Eamon Fenlon, Managing Director of Jersey Dairy, said the incident was a very significant one, estimating that there were around 2,250 milking cows on Island farms prior to this incident.

Mr Fenlon said he was confident that the incident had been contained and that there was no risk to the milk supply.

As a precaution, 33,000 litres of milk collected across the Island on Friday, including some from Woodlands, is to be disposed of.

Mr Fenlon said that there was no risk to milk supplies, as local demand only accounted for around 60% of the total output. The remaining milk is used for the manufacture of export products and soft-scoop ice cream for 2023 sales, and this production could be temporarily scaled down if necessary, he added.

Although contaminated feed was initially thought to be likely to have sparked the incident, Environment Minister Jonathan Renouf said the investigation would need to consider other factors specific to the farm in question.

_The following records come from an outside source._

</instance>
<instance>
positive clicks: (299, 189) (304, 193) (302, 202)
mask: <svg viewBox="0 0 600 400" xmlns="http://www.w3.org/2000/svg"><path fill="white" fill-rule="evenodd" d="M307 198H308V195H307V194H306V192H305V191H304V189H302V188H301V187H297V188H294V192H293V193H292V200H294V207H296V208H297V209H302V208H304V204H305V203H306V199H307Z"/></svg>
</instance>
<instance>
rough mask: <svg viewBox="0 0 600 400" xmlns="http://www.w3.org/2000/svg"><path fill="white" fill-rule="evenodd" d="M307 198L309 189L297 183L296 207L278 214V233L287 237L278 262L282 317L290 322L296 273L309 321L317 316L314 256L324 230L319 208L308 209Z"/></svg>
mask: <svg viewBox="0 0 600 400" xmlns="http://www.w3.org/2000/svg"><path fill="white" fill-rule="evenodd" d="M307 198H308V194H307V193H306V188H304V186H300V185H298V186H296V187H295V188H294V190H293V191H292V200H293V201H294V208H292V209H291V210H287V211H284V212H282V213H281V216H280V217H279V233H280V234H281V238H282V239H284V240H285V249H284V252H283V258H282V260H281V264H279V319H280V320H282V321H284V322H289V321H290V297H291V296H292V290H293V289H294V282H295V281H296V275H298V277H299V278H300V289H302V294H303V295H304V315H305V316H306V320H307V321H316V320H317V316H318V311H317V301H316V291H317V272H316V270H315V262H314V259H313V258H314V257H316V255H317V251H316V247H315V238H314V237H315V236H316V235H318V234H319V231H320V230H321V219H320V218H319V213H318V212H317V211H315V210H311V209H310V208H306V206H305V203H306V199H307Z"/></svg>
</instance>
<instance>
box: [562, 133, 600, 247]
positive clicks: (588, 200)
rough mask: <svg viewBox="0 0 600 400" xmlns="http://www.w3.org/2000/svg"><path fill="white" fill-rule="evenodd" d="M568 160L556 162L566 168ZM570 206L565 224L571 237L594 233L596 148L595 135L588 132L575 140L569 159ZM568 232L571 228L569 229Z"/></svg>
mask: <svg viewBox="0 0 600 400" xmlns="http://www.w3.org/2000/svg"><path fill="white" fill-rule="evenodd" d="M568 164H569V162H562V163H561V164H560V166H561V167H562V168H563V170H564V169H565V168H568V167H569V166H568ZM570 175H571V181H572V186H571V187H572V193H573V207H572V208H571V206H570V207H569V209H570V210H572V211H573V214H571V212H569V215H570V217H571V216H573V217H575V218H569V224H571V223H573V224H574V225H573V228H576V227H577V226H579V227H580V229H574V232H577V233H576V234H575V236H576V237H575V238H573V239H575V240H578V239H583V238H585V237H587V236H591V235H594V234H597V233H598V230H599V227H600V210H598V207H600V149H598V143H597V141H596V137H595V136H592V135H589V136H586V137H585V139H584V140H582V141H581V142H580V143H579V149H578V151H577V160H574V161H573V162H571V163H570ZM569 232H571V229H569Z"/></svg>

He said: "It seems like cattle on other farms have had the same feed without there being any effects, so it'll be necessary to look at whether there are other factors that are specific to this group."

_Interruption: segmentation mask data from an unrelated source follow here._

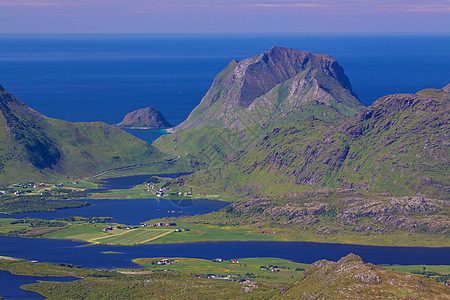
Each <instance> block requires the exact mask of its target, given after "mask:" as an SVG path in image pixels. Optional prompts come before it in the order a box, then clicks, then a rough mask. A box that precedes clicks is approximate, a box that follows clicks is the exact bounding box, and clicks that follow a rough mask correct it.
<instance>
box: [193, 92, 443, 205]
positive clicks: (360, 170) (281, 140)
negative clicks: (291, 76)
mask: <svg viewBox="0 0 450 300" xmlns="http://www.w3.org/2000/svg"><path fill="white" fill-rule="evenodd" d="M449 119H450V93H449V86H447V87H445V88H444V89H428V90H423V91H420V92H418V93H417V94H397V95H390V96H385V97H382V98H380V99H379V100H377V101H376V102H375V103H374V105H373V106H371V107H368V108H367V109H365V110H364V111H362V112H361V113H359V114H357V115H356V116H354V117H352V118H351V119H349V120H348V121H345V122H343V123H341V124H337V125H336V124H333V123H329V122H324V121H321V120H317V119H316V118H312V117H311V118H309V119H305V120H303V121H301V122H299V123H296V124H294V125H292V126H284V127H280V128H275V129H273V130H272V131H271V132H270V133H268V134H267V135H266V136H265V137H263V138H262V139H261V140H259V141H258V142H257V143H255V146H254V147H252V148H250V149H248V150H245V151H240V152H236V153H235V154H234V155H233V156H229V157H228V158H227V161H226V163H225V164H224V165H222V166H218V168H217V169H215V170H208V171H202V172H198V173H197V174H196V176H195V177H194V179H193V180H192V184H193V185H197V186H200V185H201V186H202V188H203V189H205V190H209V191H214V192H219V193H224V192H225V193H237V194H253V195H257V194H265V195H269V194H285V193H289V192H296V191H300V190H307V189H313V188H318V187H325V186H326V187H332V188H355V189H360V190H367V191H379V192H389V193H393V194H396V195H411V194H415V193H424V194H426V195H428V196H430V197H435V198H440V199H446V198H448V196H449V195H450V182H449V177H448V174H449V169H448V159H449V157H450V151H449V145H450V144H449V142H448V141H449V129H450V127H449V121H448V120H449Z"/></svg>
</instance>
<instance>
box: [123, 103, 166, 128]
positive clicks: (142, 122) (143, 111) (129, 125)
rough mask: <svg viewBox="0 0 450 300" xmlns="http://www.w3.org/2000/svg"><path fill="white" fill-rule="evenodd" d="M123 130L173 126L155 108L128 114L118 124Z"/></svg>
mask: <svg viewBox="0 0 450 300" xmlns="http://www.w3.org/2000/svg"><path fill="white" fill-rule="evenodd" d="M117 126H118V127H122V128H145V129H162V128H169V127H172V125H170V124H169V122H167V121H166V119H165V118H164V116H163V115H162V113H161V112H160V111H159V110H157V109H156V108H154V107H146V108H141V109H138V110H135V111H133V112H130V113H128V114H127V115H126V116H125V117H124V119H123V121H122V122H120V123H119V124H117Z"/></svg>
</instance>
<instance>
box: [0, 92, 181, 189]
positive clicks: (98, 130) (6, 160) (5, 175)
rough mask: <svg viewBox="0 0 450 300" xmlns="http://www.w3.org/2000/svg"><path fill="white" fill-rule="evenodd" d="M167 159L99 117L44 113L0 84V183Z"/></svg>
mask: <svg viewBox="0 0 450 300" xmlns="http://www.w3.org/2000/svg"><path fill="white" fill-rule="evenodd" d="M170 158H173V157H171V156H168V155H166V154H164V153H162V152H160V151H159V150H158V149H156V148H155V147H153V146H151V145H149V144H147V143H146V142H144V141H142V140H140V139H138V138H136V137H134V136H132V135H130V134H128V133H126V132H124V131H122V130H121V129H118V128H116V127H114V126H110V125H108V124H105V123H102V122H95V123H70V122H66V121H62V120H57V119H51V118H47V117H45V116H43V115H41V114H39V113H38V112H36V111H35V110H33V109H31V108H29V107H28V106H26V105H25V104H23V103H22V102H21V101H19V100H18V99H17V98H16V97H14V96H13V95H12V94H11V93H9V92H8V91H7V90H5V89H4V88H3V87H1V86H0V183H3V184H4V183H9V182H14V181H18V180H38V179H46V178H54V177H61V176H70V177H80V176H88V175H94V174H96V173H99V172H101V171H104V170H109V169H113V168H119V167H124V166H129V165H136V164H149V163H157V162H160V163H163V162H164V161H165V160H167V159H170Z"/></svg>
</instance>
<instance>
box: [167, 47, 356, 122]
mask: <svg viewBox="0 0 450 300" xmlns="http://www.w3.org/2000/svg"><path fill="white" fill-rule="evenodd" d="M305 104H317V105H324V106H327V107H328V108H330V111H332V113H330V112H325V114H331V115H330V116H326V115H324V113H323V112H321V113H318V114H317V116H316V117H318V118H325V119H327V118H330V119H335V118H336V116H335V115H339V114H342V115H345V116H350V115H353V114H354V113H356V112H358V111H360V110H361V109H362V104H361V103H360V101H359V100H358V98H357V97H356V95H355V94H354V93H353V92H352V88H351V84H350V81H349V80H348V78H347V76H346V75H345V73H344V70H343V68H342V67H341V66H340V65H339V64H338V63H337V62H336V60H334V59H332V58H331V57H329V56H327V55H321V54H313V53H309V52H305V51H300V50H294V49H286V48H281V47H273V48H272V49H270V50H269V51H267V52H264V53H262V54H259V55H257V56H254V57H251V58H247V59H244V60H242V61H240V62H237V61H232V62H230V64H229V65H228V66H227V67H226V68H225V69H224V70H223V71H222V72H221V73H220V74H219V75H217V77H216V78H215V80H214V82H213V84H212V86H211V88H210V89H209V91H208V92H207V94H206V95H205V97H204V98H203V99H202V101H201V103H200V104H199V106H197V107H196V108H195V109H194V110H193V111H192V113H191V114H190V115H189V117H188V119H187V120H186V121H185V122H183V123H182V124H180V125H179V126H177V127H176V128H175V130H179V129H186V128H194V127H197V126H201V125H215V126H220V127H222V126H224V127H239V126H241V122H239V121H240V120H242V119H245V118H246V115H247V114H252V115H253V116H255V112H257V113H256V116H255V117H263V118H264V119H265V121H266V122H270V121H274V122H279V121H282V120H284V119H285V118H286V117H292V116H294V115H296V114H302V106H304V105H305Z"/></svg>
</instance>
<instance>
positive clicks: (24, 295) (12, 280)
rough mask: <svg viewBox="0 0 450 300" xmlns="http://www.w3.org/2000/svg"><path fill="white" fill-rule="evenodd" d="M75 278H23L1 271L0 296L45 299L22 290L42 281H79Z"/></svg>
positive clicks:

The cattle affected were all from the high-yielding 'group A' herd at Woodlands. The farm also has a separate 'group B' herd of around 100 cattle that have not been affected.

Deputy Renouf said he had been advised that 25 cows from the affected group had survived so far and that it was hoped the death-toll would not rise further.

He said: "I’m reassured to hear that no milk from the specifically affected sub-herd has entered the food chain, and that every precaution has been taken to safeguard public and animal health."

Samples from some of the cows that died, and from foodstuffs they ingested, have been flown to UK laboratories. Deputy Renouf said the analysis of samples could take around a week due its specialist nature.